Depending on metallurgies, some processes such as welding and
post-weld heat treatment have to be considered. The tracer
materials can be heat sensitive and may be exposed to welding/heat
treatment operations during manufacturing that can damage the
tracer materials.
[0009] In other manufacturing techniques, tracer can be injected
into the assembled screen in a liquid form where it is allowed to
cure or set into the screen. For example, manufacturers can inject
a gel-like substance between the shroud and the metal mesh of a
wellscreen.
[0010] Rather than using tracer elements in the gap between a
screen and a basepipe, tracer elements can be held inside a
basepipe using an insert. An example arrangement of this is
depicted in FIG. 1C.
[0011] Because these techniques require specific pre- and
post-assembly steps, the ability to configure a screen with a
tracer in the field is limited.
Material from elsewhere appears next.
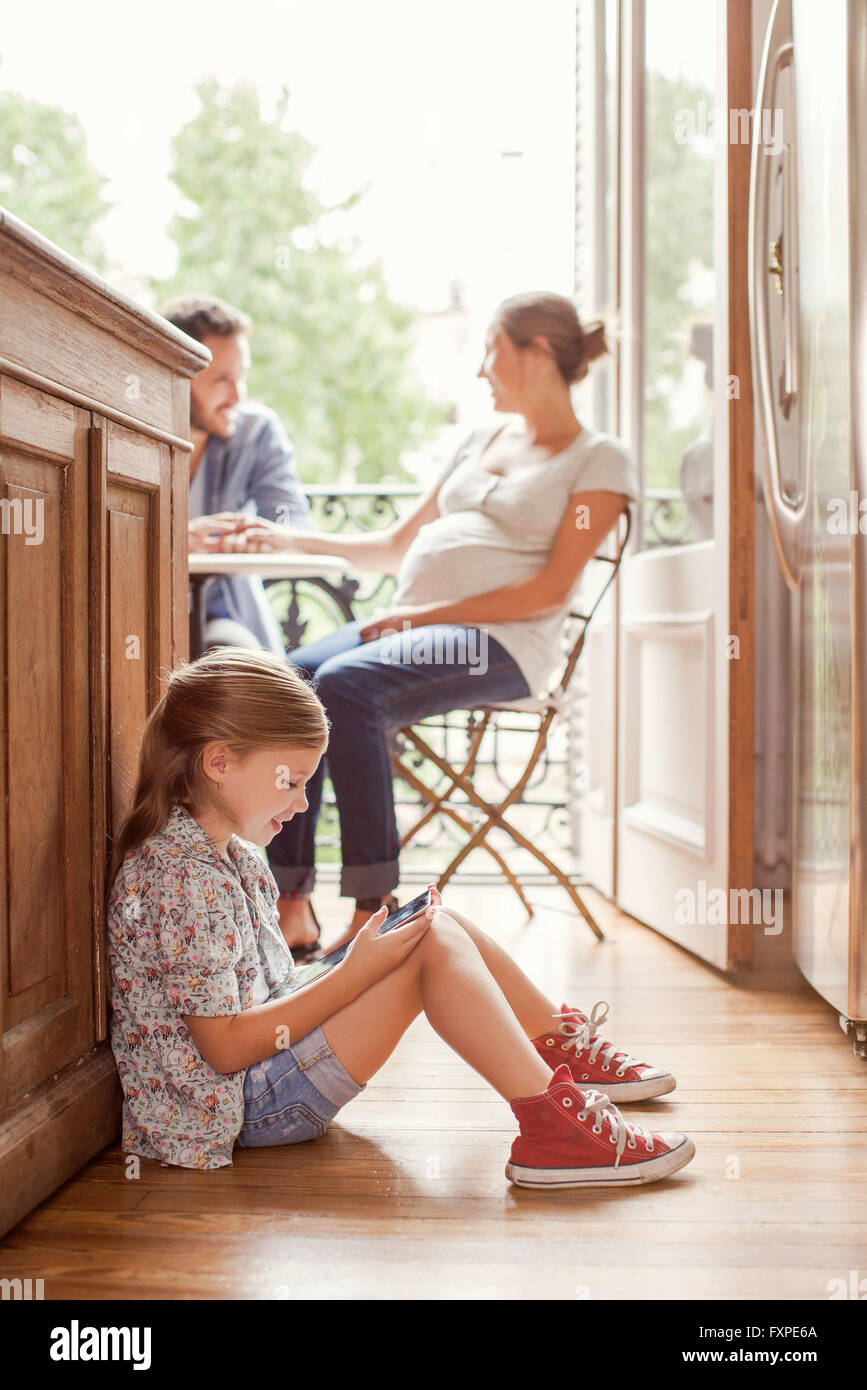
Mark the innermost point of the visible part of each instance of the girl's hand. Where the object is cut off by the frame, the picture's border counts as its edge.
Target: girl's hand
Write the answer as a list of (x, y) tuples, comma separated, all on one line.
[(370, 957), (386, 620)]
For instance, being manufactured at
the facility, the installation of the tracer occurs far from the
rig location and long before the screen is deployed. The tracer
material is fixed in place and cannot be changed. This reduces the
opportunity to make any changes to the well design program. Another
problem is that current screen constructions might limit the amount
of tracer that can be installed on the screen.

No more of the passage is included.